Netanyahu
NetanyahuIsrael news photo: Flash 90

The European Jewish Congress has demanded an apology from the Sunday Times for its abhorrent cartoon that depicted Prime Minister Binyamin Netanyahu building a wall on the bodies of ‘Palestinians’, portraying their blood as cement.

Illustrated by Gerald Scarfe and published on International Holocaust Remembrance Day, the cartoon includes a caption stating: "Israeli elections - will cementing peace continue?"

“This cartoon would be offensive at any time of the year, but to publish it on International Holocaust Remembrance Day is sickening and expresses a deeply troubling mindset,” said President of the European Jewish Congress, Dr. Moshe Kantor.  “This insensitivity demands an immediate apology from both the cartoonist and the paper’s editors.”

“Amazingly, as this cartoon was published days after the only democracy in the Middle East, Israel, underwent fully democratic elections, as others in the Middle East were being butchered by the tens of thousands, the Sunday Times focuses its imagination solely on the Jewish State.”

"This contravenes many of the criteria laid out in EUMC’s [The European Monitoring Centre on Racism and Xenophobia] Working Definition of Anti-Semitism and is part of a worrying trend to legitimize the growing assault on Israel by opinion-shapers," Kantor concluded

The Commentator, which first reported the abhorrent cartoon, wrote that while International Holocaust Memorial Day, commemorated on January 27, is a day to remember the six million Jews who were brutally murdered during the Holocaust, it is being transfigured “into a day that ‘the Jews’ or ‘Israel’ (for they will use these terms interchangeably), are to be attacked or set up, completely leaving behind the idea that the country came into existence in the wake of the greatest single crime in history.”

“The cartoon will be defended as fair comment about Israel’s security fence that the Palestinians and their foreign cheerleaders depict as a war crime,” writes Jonathan Tobin of Commentary Magazine. “That this strictly defensive measure was made necessary by the Palestinians’ campaign of suicide bombings that cost the lives of a thousand Jews in the last decade goes unmentioned.”

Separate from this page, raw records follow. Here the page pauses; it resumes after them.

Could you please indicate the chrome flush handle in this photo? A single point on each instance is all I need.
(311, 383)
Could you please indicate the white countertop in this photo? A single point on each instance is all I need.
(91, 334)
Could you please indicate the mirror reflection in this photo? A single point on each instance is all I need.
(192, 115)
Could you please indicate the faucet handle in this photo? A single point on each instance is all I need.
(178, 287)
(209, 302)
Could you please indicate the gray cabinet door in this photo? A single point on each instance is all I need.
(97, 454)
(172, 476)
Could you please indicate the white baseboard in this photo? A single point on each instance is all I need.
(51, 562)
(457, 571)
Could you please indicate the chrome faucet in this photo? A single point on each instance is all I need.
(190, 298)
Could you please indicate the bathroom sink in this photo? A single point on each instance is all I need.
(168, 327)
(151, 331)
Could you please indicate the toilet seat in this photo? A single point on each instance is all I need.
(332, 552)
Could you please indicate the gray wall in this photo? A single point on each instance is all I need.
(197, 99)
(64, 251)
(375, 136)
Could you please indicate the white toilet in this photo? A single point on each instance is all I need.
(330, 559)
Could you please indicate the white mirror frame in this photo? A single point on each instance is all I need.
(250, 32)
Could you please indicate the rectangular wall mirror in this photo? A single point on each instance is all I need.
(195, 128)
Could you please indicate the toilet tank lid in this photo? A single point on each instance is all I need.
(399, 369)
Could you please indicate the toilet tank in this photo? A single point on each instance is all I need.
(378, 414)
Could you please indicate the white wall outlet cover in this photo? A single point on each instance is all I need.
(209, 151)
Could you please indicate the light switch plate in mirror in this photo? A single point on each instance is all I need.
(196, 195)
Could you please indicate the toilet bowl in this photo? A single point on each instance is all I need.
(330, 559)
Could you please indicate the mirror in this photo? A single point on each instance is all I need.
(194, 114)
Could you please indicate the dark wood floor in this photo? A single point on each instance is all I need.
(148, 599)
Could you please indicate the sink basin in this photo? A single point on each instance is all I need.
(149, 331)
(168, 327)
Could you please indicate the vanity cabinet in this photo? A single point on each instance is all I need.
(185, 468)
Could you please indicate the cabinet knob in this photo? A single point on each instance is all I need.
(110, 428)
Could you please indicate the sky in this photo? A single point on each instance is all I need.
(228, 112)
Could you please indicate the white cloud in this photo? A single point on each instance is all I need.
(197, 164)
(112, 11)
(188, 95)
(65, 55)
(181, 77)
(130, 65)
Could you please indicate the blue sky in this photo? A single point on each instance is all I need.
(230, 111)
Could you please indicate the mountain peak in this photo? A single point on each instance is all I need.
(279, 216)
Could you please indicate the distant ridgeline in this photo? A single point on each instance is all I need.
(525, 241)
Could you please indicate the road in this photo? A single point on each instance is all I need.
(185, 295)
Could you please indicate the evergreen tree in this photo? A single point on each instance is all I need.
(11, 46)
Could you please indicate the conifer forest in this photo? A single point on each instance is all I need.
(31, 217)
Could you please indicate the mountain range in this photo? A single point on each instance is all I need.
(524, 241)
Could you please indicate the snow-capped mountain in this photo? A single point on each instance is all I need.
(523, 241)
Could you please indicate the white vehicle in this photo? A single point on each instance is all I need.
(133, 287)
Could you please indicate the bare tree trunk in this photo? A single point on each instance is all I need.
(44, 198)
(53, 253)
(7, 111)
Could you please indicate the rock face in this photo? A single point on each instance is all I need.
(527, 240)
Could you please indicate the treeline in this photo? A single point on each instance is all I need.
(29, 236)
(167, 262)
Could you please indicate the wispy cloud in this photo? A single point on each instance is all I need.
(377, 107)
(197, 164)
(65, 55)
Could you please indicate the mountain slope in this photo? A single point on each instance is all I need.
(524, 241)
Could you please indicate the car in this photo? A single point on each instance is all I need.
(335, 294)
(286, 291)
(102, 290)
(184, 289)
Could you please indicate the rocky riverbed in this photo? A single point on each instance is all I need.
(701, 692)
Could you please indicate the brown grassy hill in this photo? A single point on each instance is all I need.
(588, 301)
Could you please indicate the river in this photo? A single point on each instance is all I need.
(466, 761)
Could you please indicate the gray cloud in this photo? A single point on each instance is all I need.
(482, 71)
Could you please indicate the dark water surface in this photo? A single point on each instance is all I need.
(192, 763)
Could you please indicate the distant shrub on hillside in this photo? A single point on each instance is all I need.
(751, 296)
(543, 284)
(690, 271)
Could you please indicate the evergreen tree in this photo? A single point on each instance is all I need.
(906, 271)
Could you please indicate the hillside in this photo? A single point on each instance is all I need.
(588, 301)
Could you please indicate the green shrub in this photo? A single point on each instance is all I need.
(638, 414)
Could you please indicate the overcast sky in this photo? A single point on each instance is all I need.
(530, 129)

“The willingness of Israel-bashers to appropriate the Holocaust to promote a new generation of anti-Semitic imagery is rooted in a worldview in which the actions of the Palestinians, or their consistent refusal to make peace, are irrelevant,” Tobin explains. “If even a fence to keep out suicide bombers can be seen as criminal then it is obvious that no terrorist outrage or act of hateful incitement (such as the Egyptian president’s belief that Israelis are the “descendants of apes and pigs”) is worthy of censure so long as Israelis are standing up for themselves and refusing to be slaughtered as the Jews of Europe were 70 years ago.”

“The point is most Israelis have long given up on the Palestinians, whom they rightly understand to be light years away from the sort of sea change that would allow them to recognize the legitimacy of a Jewish State no matter where its borders were drawn. So, too, do they no longer listen to a Europe where blood libels like the Sunday Timescartoon are seen as commonplace and just a more sophisticated version of Morsi’s hate speech,” he continues. 

“Israel is not perfect and its politicians can be criticized,” writes Tobin. “But this commemoration of Europe’s Holocaust Memorial Day with such slanders shows the inability of those who believe Israel has no right to exist or to defend itself to discuss the Israeli-Palestinian dispute without resorting to imagery like that of the cartoon or Morsi’s imprecations. Though Israel-bashers claim labeling them as anti-Semites is unfair, their reflexive use of Nazi-like blood libels illustrates the link between anti-Zionism and anti-Semitism better than any argument their opponents can muster.”